JOIN table t ON t.member = @value1 OR t.member = @value2 -- this is slow as hell
JOIN table t ON t.member = COALESCE(@value1, @value2)    -- this is blazing fast
-- Note that here if @value1 has a value, @value2 is NULL, and vice versa

I realize this might not be everyone's problem, but by highlighting the sensitivity of the ON clauses, it might help you look in the right direction. In any case the original text is here for future anthropologists:

Original text

Consider the following simple query (only 3 tables involved)

    SELECT

        l.sku_id AS ProductId,
        l.is_primary AS IsPrimary,
        v1.category_name AS Category1,
        v2.category_name AS Category2,
        v3.category_name AS Category3,
        v4.category_name AS Category4,
        v5.category_name AS Category5

    FROM category c4
    JOIN category_voc v4 ON v4.category_id = c4.category_id and v4.language_code = 'en'

    JOIN category c3 ON c3.category_id = c4.parent_category_id
    JOIN category_voc v3 ON v3.category_id = c3.category_id and v3.language_code = 'en'

    JOIN category c2 ON c2.category_id = c3.category_id
    JOIN category_voc v2 ON v2.category_id = c2.category_id and v2.language_code = 'en'

    JOIN category c1 ON c1.category_id = c2.parent_category_id
    JOIN category_voc v1 ON v1.category_id = c1.category_id and v1.language_code = 'en'

    LEFT OUTER JOIN category c5 ON c5.parent_category_id = c4.category_id
    LEFT OUTER JOIN category_voc v5 ON v5.category_id = c5.category_id and v5.language_code = @lang

    JOIN category_link l on l.sku_id IN (SELECT value FROM #Ids) AND
    (
        l.category_id = c4.category_id OR
        l.category_id = c5.category_id
    )

    WHERE c4.[level] = 4 AND c4.version_id = 5

This is a pretty simple query, the only confusing part is the last category join, it's this way because category level 5 might or might not exist. At the end of the query I am looking for category info per product ID (SKU ID), and the that's where the very large table category_link comes in.
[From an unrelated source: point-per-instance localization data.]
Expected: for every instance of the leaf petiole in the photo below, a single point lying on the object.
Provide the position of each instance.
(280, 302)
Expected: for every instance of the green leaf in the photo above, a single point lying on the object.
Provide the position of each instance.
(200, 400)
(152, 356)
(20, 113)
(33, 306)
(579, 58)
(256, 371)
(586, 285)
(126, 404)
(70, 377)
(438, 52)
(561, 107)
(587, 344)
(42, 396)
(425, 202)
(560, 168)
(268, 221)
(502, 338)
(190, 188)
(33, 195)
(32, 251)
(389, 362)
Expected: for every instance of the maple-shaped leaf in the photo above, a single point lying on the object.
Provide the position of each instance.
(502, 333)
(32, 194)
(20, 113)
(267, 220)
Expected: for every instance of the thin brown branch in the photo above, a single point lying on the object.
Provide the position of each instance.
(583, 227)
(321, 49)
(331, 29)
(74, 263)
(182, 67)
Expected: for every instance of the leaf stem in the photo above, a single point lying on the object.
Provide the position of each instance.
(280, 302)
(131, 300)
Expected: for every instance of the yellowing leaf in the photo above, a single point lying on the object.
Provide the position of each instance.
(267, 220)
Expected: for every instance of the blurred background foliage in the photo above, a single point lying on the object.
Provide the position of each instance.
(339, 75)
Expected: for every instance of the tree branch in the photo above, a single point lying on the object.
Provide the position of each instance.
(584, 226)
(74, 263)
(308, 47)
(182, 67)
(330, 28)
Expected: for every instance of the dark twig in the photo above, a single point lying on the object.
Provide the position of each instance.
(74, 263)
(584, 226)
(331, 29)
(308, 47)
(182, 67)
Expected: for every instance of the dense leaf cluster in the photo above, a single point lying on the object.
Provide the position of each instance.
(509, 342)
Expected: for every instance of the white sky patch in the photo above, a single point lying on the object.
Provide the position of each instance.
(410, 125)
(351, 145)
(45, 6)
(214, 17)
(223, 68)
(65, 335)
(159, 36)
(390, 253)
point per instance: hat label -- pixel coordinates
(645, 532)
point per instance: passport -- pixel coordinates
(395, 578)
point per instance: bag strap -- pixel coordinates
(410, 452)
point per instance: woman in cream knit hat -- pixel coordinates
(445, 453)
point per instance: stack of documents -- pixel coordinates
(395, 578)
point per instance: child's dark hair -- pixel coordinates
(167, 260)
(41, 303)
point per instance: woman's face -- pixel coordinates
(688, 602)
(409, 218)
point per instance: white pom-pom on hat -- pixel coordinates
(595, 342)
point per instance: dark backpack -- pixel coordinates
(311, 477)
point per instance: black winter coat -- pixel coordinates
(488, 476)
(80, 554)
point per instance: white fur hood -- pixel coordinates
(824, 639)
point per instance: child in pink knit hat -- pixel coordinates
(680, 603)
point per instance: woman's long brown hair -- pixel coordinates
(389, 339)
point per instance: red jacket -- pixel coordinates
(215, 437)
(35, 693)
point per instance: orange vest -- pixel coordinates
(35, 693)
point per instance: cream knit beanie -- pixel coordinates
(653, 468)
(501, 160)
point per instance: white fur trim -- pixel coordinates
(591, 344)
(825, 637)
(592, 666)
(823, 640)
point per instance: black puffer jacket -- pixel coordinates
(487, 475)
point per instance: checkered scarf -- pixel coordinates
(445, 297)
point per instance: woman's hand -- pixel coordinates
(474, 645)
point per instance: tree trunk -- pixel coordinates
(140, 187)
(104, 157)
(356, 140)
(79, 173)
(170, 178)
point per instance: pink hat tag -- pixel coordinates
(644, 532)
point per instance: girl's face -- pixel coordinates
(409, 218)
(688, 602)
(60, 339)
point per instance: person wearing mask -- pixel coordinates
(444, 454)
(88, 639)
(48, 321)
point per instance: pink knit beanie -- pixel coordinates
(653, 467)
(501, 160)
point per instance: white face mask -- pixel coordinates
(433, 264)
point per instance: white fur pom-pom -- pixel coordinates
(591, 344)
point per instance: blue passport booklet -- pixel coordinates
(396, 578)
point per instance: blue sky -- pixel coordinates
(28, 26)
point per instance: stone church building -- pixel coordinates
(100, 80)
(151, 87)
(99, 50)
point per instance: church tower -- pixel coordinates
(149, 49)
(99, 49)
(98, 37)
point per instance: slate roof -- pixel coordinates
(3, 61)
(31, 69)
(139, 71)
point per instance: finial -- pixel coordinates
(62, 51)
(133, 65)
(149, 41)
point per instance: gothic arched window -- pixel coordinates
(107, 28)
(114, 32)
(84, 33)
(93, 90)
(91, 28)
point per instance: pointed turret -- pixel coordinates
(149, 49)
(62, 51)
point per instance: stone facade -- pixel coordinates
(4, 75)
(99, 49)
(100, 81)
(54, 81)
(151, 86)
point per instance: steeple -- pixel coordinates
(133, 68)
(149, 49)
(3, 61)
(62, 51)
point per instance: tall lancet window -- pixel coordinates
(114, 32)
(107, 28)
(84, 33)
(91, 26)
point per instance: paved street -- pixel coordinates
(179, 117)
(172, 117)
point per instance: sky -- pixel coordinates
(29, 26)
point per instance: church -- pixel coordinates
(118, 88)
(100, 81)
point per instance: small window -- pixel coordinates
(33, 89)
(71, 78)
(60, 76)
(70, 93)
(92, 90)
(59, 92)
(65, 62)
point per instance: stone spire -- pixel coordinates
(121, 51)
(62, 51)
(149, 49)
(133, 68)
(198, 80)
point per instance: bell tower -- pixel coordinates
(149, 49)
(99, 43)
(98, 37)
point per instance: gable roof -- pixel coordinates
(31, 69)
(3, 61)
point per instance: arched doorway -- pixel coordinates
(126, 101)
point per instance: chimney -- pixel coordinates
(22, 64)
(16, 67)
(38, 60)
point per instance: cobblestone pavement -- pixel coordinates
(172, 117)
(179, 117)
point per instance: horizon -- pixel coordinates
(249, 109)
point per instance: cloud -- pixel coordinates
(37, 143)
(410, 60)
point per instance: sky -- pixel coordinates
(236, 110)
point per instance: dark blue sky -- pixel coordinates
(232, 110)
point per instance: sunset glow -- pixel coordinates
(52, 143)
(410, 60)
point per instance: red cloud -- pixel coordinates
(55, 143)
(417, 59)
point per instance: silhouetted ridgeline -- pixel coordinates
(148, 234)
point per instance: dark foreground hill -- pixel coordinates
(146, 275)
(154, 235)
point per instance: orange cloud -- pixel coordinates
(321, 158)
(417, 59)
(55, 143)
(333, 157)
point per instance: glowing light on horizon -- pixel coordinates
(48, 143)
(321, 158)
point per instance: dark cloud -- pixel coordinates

Finally, the table #Ids is just a temp table containing 10'000 Ids.

When executed, I get the following actual execution plan:

Actual Execution Plan

As you can see, almost 90% of the time is spent in the Nested Loops (Inner Join). Here's extra information on those Nested Loops:

Nested Loops (Inner Join)

Note that the table names don't match exactly because I edited the query table names for readability, but it's pretty easy to match (ads_alt_category = category). Is there any way to optimize this query? Also note that in production, the temp table #Ids doesn't exist, it's a Table Valued Parameter of the same 10'000 Ids passed on to the Stored Procedure.

Additional info:

  • category indices on category_id and parent_category_id
  • category_voc index on category_id, language_code
  • category_link index on sku_id, category_id

Edit (solved)

As pointed out by the accepted answer, the problem was the OR clause in the category_link JOIN. However, the code suggested in the accepted answer is very slow, slower even than the original code. A much faster and also much cleaner solution is simply to replace the current JOIN condition with the following:

JOIN category_link l on l.sku_id IN (SELECT value FROM @p1) AND l.category_id = COALESCE(c5.category_id, c4.category_id)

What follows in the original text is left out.